Ken started his extensive collection of aviation artifacts with a propeller from an Hawker Hart biplane purchased through the ‘Exchange & Mart’ magazine for seven shillings and sixpence ( 7/6p),when he heard of its arrival at Berkswell station he immediately sent his brother Jack on his pushbike to bring it back ! alas Jack returned empty handed as it was just too large to carry on his bike so Ken had to make alternative arrangements to bring it home.
Ken served in the RAF in Ceylon from 1939 for a year then made his way on his own through India on the adventure of a lifetime arriving back in the UK to start working with his father at his forge,he became a very good blacksmith showing great skills including designing and fabricating wrought ironwork which was sold all over the place,his aeronautical wind vanes such as the one he made for racing pilot Percy Blamire with a Miles Gemini became cherished,his artistic skills extended to drawing caricatures and also aeroplanes.
In 1948 he became life member number 1 of Air Britain,0001L to be exact as Charles Cain the founder was 0001F,his contributions to Air Britain publications extended for many years.
In 1949 Ken joined the Royal Observer Corps with its headquarters at Berkswell Hall,he would often be seen heading for the rooftop location observing overflying aeroplanes going in and out of local airfields,later that year an invitation arose from the Royal Aero club for him and his friend Ron Bass ( who sadly passed away in 2013) to be observers on the pylons at the post war Kings cup air races held at Elmdon now known as Birmingham international airport.
The forge moved to Spencer lane in Berkswell where Ken took on the responsibilities of his father as the village blacksmith,here Ken made many friends in the local farming community and continued his interests in Aviation by using what was probably the first amateur VHF radio for monitoring aircraft,the huge set came from a BOAC surplus sale and I well remember seeing the glow of the valves as aircraft transmissions hissed groundwards,to supplement this he got hold of two large submarine telescopes which he would gladly show to visitors with you looking on the ‘large’ scope and the ‘smaller’ satellite scope being worked skilfully by Ken,the first time I remember seeing a distant dot transformed into a Dan Air Comet was staggering.

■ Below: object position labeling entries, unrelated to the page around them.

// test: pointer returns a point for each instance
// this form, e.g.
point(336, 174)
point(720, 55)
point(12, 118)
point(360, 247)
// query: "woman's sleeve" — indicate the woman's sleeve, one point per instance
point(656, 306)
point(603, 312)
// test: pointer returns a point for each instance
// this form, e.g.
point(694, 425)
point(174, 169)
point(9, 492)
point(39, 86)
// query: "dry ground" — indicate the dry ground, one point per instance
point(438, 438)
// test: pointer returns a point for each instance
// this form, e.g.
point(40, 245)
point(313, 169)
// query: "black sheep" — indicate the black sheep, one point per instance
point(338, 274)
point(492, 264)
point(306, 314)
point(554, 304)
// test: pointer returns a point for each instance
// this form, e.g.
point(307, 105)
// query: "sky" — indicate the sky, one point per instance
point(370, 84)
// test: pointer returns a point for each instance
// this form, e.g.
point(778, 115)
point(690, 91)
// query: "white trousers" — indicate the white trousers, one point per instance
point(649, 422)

His long garden became the scene of quite a few vintage aircraft types including Watkinson Dingbat G-AFJA,Klemm L.25 G-AAHW,Aronca C.3 G-AEVS and the frame of Auster Agricola VP-GAZ stored for the Midland Aircraft Preservation society,however if there is one aeroplane that Ken will be fondly remembered it would be the Foster Wikner Wicko G-AFJB,in 1962 whilst I was working at Baginton several aircraft were gathered together for an aircraft auction organised by Ray Turner and an auctioneer from Leamington Spa,the company name was Udazones formed specially for these auctions,when I mentioned to Ken that the Wicko was in the auction he asked me to help him acquire it on his behalf,the princely and then grand sum of £200 was gathered and I managed to talk Ray Turner into bypassing the actual auction and get it on his behalf,it worked and on the Saturday of the auction itself the Wicko was soon  dismantled and taken by road to Berkswell forge where it remained until later sold back to the original owner M.J.Dibble in around 2006,now it has been beautifully restored to full flying condition by Ron Souch.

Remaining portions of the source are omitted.